21.1. Functions for Reading OLAP Data from a Storage #

read_parquet(path TEXT or TEXT[], optional_parameters) returns SETOF duckdb.row #

Reads a Parquet file from a storage.

Returns DuckDB rows. You can expand these rows using * or select specific columns using the r['column_name'] syntax. To select specific columns, give the function call an easy alias, such as r:

    SELECT * FROM read_parquet('file.parquet');
    SELECT r['id'], r['name'] FROM read_parquet('file.parquet') r WHERE r['age'] > 21;
    SELECT COUNT(*) FROM read_parquet('file.parquet');
  

Required parameters:

Name

Type

Description

path

text or text[]

The path to the storage with Parquet files to read. It can be a glob or array of files.

Optional parameters mirror the DuckDB read_parquet function. To specify optional parameters, use parameter := 'value'.

read_csv(path TEXT or TEXT[], optional_parameters) returns SETOF duckdb.row #

Reads a CSV file from a storage.

Returns DuckDB rows. You can expand these rows using * or select specific columns using the r['column_name'] syntax. To select specific columns, give the function call an easy alias, such as r:

  SELECT * FROM read_csv('file.csv');
  SELECT r['id'], r['name'] FROM read_csv('file.csv') r WHERE r['age'] > 21;
  SELECT COUNT(*) FROM read_csv('file.csv');
  

Required parameters:

Name

Type

Description

path

text or text[]

The path to the storage with CSV files to read. It can be a glob or array of files.

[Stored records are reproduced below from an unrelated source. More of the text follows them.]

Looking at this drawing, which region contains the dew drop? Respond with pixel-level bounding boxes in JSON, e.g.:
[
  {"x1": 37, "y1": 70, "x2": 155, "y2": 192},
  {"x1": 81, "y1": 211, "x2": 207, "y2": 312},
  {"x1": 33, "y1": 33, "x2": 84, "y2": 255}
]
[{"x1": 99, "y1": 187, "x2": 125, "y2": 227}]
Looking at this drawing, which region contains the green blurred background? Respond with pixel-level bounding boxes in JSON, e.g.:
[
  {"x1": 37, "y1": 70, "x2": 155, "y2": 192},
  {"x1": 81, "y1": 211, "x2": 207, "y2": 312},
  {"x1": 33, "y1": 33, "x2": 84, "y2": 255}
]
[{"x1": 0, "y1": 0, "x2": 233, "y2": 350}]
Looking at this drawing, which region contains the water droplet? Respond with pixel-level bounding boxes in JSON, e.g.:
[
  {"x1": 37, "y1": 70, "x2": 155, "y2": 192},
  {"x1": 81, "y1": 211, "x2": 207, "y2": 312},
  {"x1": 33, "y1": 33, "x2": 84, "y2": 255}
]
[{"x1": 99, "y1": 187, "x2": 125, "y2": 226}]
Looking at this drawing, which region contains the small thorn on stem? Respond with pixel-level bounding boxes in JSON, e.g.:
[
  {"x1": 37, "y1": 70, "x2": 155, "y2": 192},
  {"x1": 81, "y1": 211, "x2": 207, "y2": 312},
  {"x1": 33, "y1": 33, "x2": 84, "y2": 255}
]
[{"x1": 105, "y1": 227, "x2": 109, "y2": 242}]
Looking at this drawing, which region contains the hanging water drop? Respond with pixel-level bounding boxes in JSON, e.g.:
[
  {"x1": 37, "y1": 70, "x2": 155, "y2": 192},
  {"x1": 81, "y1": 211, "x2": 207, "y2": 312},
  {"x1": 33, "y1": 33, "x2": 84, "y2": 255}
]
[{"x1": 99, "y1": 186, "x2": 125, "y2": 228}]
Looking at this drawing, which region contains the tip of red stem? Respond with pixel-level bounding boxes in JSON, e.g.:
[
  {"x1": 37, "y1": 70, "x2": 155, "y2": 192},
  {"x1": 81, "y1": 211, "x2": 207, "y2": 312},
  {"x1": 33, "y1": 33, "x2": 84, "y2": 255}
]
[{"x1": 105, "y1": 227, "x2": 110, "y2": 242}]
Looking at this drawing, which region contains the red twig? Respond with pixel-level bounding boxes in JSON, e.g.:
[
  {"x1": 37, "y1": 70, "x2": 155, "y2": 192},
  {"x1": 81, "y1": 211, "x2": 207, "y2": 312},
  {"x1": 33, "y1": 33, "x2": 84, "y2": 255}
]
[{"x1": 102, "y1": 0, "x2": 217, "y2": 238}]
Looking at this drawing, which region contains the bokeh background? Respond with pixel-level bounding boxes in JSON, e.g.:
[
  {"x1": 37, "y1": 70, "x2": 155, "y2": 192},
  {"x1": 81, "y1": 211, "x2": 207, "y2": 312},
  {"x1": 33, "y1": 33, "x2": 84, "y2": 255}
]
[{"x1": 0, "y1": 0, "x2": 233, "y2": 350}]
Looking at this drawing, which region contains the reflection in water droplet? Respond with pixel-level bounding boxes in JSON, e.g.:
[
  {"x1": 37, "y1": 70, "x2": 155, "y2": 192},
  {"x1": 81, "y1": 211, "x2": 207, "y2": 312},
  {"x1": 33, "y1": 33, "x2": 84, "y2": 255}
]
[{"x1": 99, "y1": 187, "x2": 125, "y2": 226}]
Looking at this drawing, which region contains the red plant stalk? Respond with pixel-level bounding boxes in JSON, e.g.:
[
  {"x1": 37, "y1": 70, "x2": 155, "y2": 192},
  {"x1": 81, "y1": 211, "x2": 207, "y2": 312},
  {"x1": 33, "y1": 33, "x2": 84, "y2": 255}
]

Optional parameters mirror the DuckDB read_csv function. To specify optional parameters, use parameter := 'value'.

Note

  • columns is not currently supported

  • nullstr must be an array (TEXT[])

read_json(path TEXT or TEXT[], optional_parameters) returns SETOF duckdb.row #

Reads a JSON file from a storage.

Returns DuckDB rows. You can expand these rows using * or select specific columns using the r['column_name'] syntax. To select specific columns, give the function call an easy alias, such as r:

Example 21.1. 

    SELECT * FROM read_parquet('file.parquet');
    SELECT r['id'], r['name'] FROM read_parquet('file.parquet') r WHERE r['age'] > 21;
    SELECT COUNT(*) FROM read_parquet('file.parquet');
  

Required parameters:

Name

Type

Description

path

text or text[]

The path to the storage with JSON files to read. It can be a glob or array of files.

Optional parameters mirror the DuckDB read_json function. To specify optional parameters, use parameter := 'value'.

Note

columns is not currently supported.

iceberg_scan(path TEXT, optional_parameters) returns SETOF duckdb.row #

Reads an iceberg table from a storage.

Returns DuckDB rows. You can expand these rows using * or select specific columns using the r['column_name'] syntax. To select specific columns, give the function call an easy alias, such as r:

Example 21.2. 

  SELECT * FROM iceberg_scan('data/iceberg/table');
  SELECT r['id'], r['name'] FROM iceberg_scan('data/iceberg/table') r WHERE r['age'] > 21;
  SELECT COUNT(*) FROM iceberg_scan('data/iceberg/table');
  

To use iceberg_scan, enable the iceberg extension:

  SELECT duckdb.install_extension('iceberg');
  

Required parameters:

Name

Type

Description

path

text

The path to the storage with the iceberg table to read.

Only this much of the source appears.